How to cite this URL:
Mishra A, Pandey S. Upbeat and brun's nystagmus in cerebello-pontine tuberculoma. Ann Indian Acad Neurol [serial online] 2022 [cited 2023 Feb 6];25:1194-6. Available from: https://www.annalsofian.org/text.asp?2022/25/6/1194/360468




Dear Editor,

A 15-year-old girl presented with complaints of headache since 5 months, and decreased hearing in right ear since 2 months. She also had acute ataxia, sagging, and numbness of right side of the face associated with redness, excessive tearing, and binocular vertical diplopia that aggravated on downgaze and improved on lying down since the last 7 days.

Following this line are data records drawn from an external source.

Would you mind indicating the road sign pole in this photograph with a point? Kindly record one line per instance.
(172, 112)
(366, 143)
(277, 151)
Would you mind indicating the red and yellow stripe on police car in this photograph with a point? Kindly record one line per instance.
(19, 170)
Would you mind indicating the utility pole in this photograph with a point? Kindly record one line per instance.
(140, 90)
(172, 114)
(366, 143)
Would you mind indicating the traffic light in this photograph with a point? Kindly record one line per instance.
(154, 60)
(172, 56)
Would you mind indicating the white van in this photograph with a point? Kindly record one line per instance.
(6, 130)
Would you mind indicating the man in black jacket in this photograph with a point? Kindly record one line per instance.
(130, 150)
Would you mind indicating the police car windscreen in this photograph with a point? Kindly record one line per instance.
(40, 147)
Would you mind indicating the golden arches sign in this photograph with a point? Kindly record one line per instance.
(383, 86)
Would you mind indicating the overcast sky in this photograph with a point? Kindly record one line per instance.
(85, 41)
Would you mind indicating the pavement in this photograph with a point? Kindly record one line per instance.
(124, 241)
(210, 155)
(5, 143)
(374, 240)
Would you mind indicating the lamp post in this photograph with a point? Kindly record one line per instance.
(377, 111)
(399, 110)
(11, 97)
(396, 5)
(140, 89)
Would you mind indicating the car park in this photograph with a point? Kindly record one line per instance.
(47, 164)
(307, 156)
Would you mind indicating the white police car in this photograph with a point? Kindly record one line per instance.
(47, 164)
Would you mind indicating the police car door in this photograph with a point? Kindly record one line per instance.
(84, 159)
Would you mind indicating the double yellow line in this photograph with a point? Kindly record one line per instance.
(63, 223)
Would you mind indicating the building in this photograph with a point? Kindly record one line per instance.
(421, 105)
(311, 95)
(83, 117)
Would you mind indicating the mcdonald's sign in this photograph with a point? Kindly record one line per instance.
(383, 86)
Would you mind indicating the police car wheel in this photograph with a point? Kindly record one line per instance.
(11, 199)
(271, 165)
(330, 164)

She also reported two consecutive episodes of left focal seizures, both occurring in a day, about one month back requiring oral levetiracetam (500 mg twice daily). Quite pertinently, she had received incomplete treatment for cervical tuberculous lymphadenitis six months ago.

On examination, she had facial puffiness and hirsutism. Her visual acuity in right and left eyes were bilaterally 6/6 with some blurring in the right eye. The right cornea of the patient appeared cloudy due to exposure keratopathy. Her pupils were bilaterally equal, normal in size, and well-responsive to light. Fundus examination did not show and choroid tubercles or papilledema. On examination of the eye movement, the patient has bilateral upbeat nystagmus with a fast-jerky component upwards. Bilateral upbeat nystagmus (more prominent on the left and aggravating while looking upwards) was present along with bilateral, but rather asymmetric, horizontal gaze-evoked Brun's nystagmus [coarse and slow low-frequency, large-amplitude nystagmus when looking towards right (the side of the lesion) coupled with rapid fine high-frequency, small-amplitude nystagmus when looking away from the lesion (towards left)] [See video] [Additional file 1]. However, nystagmus in the right eye is confounded by the abduction limitation in that eye because of right lateral rectus palsy. Touch and pinprick sensations were decreased by about 50% on the right half of the face. She had right lower motor neuron type of facial weakness and sensory-neural deafness in the right ear.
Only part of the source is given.